(i) The surface area \(S\) of the cuboid is given by:

\(S = 2(x \cdot 2x + 2x \cdot 4x + 4x \cdot x) = 2(2x^2 + 8x^2 + 4x^2) = 28x^2\).

The volume \(V\) of the cuboid is:

\(V = x \cdot 2x \cdot 4x = 8x^3\).

To show \(S = 7V^{\frac{2}{3}}\), substitute \(V = 8x^3\):

\(V^{\frac{2}{3}} = (8x^3)^{\frac{2}{3}} = 4x^2\).

Thus, \(S = 7 \cdot 4x^2 = 28x^2\), which confirms the relation.

(ii) Given \(V = 1000\), find \(x\):

\(8x^3 = 1000 \Rightarrow x^3 = 125 \Rightarrow x = 5\).
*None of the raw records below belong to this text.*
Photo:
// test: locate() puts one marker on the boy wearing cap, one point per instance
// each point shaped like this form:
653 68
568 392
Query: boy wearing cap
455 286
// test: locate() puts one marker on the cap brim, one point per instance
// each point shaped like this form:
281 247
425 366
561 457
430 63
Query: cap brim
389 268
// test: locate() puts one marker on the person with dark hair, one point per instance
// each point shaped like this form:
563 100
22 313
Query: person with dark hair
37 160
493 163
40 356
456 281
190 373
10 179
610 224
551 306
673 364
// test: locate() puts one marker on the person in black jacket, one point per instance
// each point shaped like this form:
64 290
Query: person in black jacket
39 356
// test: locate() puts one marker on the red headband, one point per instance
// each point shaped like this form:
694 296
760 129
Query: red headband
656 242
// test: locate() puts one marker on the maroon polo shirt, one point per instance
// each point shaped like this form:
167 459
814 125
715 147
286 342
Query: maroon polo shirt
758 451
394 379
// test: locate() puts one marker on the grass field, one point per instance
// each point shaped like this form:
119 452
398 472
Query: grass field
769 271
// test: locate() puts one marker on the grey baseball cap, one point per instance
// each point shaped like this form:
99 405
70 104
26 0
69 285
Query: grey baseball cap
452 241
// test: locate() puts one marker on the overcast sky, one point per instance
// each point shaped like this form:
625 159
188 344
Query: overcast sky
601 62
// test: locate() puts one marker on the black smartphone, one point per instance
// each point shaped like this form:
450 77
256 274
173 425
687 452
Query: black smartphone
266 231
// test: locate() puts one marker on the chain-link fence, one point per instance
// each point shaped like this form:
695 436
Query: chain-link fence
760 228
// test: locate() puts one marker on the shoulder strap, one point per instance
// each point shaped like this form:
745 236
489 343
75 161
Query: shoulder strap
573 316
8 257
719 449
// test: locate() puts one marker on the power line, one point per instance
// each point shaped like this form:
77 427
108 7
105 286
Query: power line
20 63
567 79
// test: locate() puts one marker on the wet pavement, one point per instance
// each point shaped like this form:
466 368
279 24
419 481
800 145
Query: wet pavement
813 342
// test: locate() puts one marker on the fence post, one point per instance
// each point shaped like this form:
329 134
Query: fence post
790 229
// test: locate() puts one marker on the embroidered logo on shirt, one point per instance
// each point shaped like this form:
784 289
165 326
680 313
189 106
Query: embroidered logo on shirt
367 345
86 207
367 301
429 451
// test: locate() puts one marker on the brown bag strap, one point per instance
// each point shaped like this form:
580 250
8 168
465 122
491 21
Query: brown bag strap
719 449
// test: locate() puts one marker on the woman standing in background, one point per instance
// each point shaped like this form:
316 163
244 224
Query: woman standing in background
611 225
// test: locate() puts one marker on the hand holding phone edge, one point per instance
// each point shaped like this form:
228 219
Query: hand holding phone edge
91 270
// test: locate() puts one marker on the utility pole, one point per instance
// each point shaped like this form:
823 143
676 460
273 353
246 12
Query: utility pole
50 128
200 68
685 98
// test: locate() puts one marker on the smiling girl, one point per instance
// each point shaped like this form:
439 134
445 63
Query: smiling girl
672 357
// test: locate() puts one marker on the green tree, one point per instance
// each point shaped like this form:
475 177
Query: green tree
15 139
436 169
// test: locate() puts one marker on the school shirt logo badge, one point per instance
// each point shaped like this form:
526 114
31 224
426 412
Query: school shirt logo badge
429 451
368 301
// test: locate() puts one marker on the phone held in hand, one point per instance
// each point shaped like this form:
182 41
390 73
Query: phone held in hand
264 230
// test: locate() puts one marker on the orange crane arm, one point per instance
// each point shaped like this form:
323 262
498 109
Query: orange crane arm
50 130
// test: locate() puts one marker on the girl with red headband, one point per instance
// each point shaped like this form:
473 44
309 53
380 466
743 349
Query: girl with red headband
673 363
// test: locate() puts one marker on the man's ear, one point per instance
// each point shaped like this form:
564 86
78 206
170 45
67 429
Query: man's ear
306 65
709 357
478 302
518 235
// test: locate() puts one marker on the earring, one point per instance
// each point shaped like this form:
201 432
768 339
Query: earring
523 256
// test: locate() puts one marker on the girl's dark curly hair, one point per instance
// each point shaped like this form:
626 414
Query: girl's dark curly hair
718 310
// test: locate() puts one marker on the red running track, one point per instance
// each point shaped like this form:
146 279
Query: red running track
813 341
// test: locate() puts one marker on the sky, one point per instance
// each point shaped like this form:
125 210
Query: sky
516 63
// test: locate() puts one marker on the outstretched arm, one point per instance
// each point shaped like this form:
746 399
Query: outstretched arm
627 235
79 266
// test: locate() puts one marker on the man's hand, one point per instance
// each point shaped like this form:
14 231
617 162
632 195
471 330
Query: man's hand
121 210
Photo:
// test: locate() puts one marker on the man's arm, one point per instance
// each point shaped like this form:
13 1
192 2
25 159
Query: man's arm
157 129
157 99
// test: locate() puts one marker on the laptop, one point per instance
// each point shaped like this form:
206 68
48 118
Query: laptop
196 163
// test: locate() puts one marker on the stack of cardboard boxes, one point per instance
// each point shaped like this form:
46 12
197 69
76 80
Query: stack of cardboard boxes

\(S = 28x^2 = 28 \cdot 25 = 700\).

\(\frac{dS}{dt} = 2\), \(\frac{dS}{dx} = 56x\), \(\frac{dV}{dx} = 24x^2\).

\(\frac{dV}{dt} = \frac{dV}{dx} \cdot \frac{dx}{dt}\).

\(\frac{dS}{dt} = \frac{dS}{dx} \cdot \frac{dx}{dt} \Rightarrow 2 = 56x \cdot \frac{dx}{dt} \Rightarrow \frac{dx}{dt} = \frac{1}{140}\).

\(\frac{dV}{dt} = 24x^2 \cdot \frac{1}{140} = \frac{24 \cdot 25}{140} = \frac{30}{7}\).

Thus, the rate of increase of the volume is \(\frac{30}{7}\) or 4.29 cm³ s⁻¹.